The same can be said of Sitaru’s short Chefu (House Party), also on show at TIFF, which finds clever – and extremely funny – new twists in the seemingly exhausted ‘parents away, teenage kid has a party’ scenario.

Deserving winner of TIFF’s Romanian Days award, meanwhile, Everybody in Our Family marks a considerable advance on Jude’s debut feature, The Happiest Girl in the World. A story of the increasingly bitter conflict between a divorced couple over the father’s access to their daughter, the film dances along a tightrope between social drama and farce. The violence to which the husband eventually resorts is genuinely shocking, particularly when observed by his five-year-old daughter, but also ludicrous (he ties them up with duck tape and the flex from a hair dryer).

The film is also structured in many ways like a slapstick farce, undercutting knee-jerk reactions and keeping the focus on its five individual protagonists (divorced couple, daughter, new boyfriend and mother-in-law) rather than making them chess pieces moved around in an issue-based tale. The result is an intriguing and constantly surprising film, particularly in its ending.

Of Snails and Men

For those who believe that all Romanian films are stylistically identical, there was Of Snails and Men (Despre oameni si melci), festival founder and leading Romanian producer Tudor Giurgiu’s second film as a director (after Lovesick), to prove them wrong. Set during the transition years of the 1990s, it tells the serio-comic tale of a group of factory workers and their attempts to stave off redundancy through selling sperm donations to an American lab. It doesn’t always work, but it is stylish, excellently acted and without a single long, dialogue-heavy take.
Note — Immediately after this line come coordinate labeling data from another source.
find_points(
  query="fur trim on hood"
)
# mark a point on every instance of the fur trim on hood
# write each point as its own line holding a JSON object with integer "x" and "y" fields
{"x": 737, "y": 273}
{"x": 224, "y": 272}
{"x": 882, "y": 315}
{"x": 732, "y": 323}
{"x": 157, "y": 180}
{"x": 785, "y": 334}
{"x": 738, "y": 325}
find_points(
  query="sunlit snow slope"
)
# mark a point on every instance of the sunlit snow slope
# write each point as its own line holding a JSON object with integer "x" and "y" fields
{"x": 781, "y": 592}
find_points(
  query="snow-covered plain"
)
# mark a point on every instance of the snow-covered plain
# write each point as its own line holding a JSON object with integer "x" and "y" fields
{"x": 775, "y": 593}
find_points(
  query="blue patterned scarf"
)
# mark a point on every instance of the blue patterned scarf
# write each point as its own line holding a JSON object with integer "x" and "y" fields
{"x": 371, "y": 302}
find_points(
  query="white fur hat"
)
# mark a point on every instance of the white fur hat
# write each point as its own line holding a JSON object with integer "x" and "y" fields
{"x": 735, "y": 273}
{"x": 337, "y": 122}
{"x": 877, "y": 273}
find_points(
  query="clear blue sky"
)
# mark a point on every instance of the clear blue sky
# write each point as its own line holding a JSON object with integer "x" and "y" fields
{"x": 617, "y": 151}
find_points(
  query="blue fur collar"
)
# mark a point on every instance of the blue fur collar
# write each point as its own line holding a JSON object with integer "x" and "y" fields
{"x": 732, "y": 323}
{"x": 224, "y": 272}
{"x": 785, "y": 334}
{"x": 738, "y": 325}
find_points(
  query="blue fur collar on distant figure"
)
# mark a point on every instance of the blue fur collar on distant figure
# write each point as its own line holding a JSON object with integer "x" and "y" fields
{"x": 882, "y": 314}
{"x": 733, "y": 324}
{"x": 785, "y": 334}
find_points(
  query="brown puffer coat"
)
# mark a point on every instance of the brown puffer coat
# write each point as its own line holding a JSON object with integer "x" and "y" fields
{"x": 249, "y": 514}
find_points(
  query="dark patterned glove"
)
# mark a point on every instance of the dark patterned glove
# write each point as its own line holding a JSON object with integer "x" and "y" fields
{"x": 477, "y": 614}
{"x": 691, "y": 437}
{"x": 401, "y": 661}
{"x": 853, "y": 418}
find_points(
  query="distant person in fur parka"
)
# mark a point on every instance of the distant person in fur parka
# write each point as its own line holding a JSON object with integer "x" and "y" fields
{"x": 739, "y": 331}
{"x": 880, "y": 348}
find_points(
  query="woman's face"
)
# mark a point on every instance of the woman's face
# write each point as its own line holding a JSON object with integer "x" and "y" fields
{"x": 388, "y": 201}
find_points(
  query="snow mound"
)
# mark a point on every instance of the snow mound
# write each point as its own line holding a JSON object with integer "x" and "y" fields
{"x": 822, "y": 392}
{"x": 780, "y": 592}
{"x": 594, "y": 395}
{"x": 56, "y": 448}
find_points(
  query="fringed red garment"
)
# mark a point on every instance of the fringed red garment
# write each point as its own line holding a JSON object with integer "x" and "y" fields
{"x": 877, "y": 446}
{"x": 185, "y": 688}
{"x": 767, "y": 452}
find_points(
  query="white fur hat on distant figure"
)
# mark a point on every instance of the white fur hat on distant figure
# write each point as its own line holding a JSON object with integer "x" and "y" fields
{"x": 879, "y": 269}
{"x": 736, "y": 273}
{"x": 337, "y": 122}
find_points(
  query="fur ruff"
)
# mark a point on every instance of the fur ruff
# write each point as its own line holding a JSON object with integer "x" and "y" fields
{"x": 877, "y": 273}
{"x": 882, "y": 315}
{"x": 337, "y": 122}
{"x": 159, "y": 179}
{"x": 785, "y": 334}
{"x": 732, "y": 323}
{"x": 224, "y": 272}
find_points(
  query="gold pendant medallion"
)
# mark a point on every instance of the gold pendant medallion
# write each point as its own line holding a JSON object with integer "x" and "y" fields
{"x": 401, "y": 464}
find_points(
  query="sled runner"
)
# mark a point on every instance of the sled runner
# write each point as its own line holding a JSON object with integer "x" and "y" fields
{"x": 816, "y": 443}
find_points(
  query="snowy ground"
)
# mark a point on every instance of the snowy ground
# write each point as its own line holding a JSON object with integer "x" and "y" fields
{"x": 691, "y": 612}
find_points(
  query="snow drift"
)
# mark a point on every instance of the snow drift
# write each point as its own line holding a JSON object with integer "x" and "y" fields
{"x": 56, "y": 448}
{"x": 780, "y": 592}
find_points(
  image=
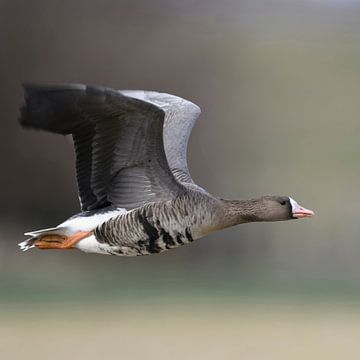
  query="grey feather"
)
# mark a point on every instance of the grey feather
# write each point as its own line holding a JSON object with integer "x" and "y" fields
{"x": 120, "y": 157}
{"x": 180, "y": 117}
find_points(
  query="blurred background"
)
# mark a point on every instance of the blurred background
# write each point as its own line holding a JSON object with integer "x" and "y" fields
{"x": 278, "y": 82}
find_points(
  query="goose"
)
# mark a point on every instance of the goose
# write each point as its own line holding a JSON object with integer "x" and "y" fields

Equally anti-New Wave is Killing Time, the first feature by Florin Piersic Jr, son of one of Romania’s best-known actors (after whom the Communist-era Reppublica Cinema in Cluj was renamed following its 2011 revamp). A tale of two talkative hit-men, Piersic Jr’s film struggles bravely to be different – post-modern, European, outward-looking, cool – but comes across mainly as an inept piece of sub-Tarantino with a positively hideous music score.

But the stand-out moment of Cluj 2012 for me was Three Days Till Christmas (Trei zile pãnã Crãciun) from veteran director Radu Gabrea, who works mainly in Germany these days and who seems to be seeking to draw a line under the endless obsession with 22 December 1989. Using contemporary records and transcripts, the film dramatises the final days of the country’s late Communist dictator Nicolae Ceausescu and his wife Elena, from their initial flight to their humiliating capture, return to Bucharest and summary execution.

Three Days Till Christmas

The film divided local audiences, some of whom felt it made the couple too sympathetic, others of whom admired it for refusing to play along with the stereotypes of the national narrative. One scene in a provincial police station does indeed portray the Ceausescus as a confused elderly couple completely at sea in a world they no longer rule, and is riveting as a result. But, after a decade of films set before, during or just after the December days of 1989 – in a provincial town (12:08 East of Bucharest), through the eyes of a seven-year-old (How I Celebrated the End of the World), from inside an armoured car with limited radio contact (The Paper Will Be Blue) – here at last is one which deals with the primal scene of the Romanian revolution.

Except, of course, it can’t, because the last minute of videotape has always been claimed to be missing: we only hear the shots. The official explanation is that the battery on the video camera ran out – an explanation to which one’s response can be one of two things: “How typical of Ceausescu-era Romania, when everything ran out”; or “Pull the other one.” Maybe the ghost of Christmas past will continue to haunt Romanian cinema for a few years yet.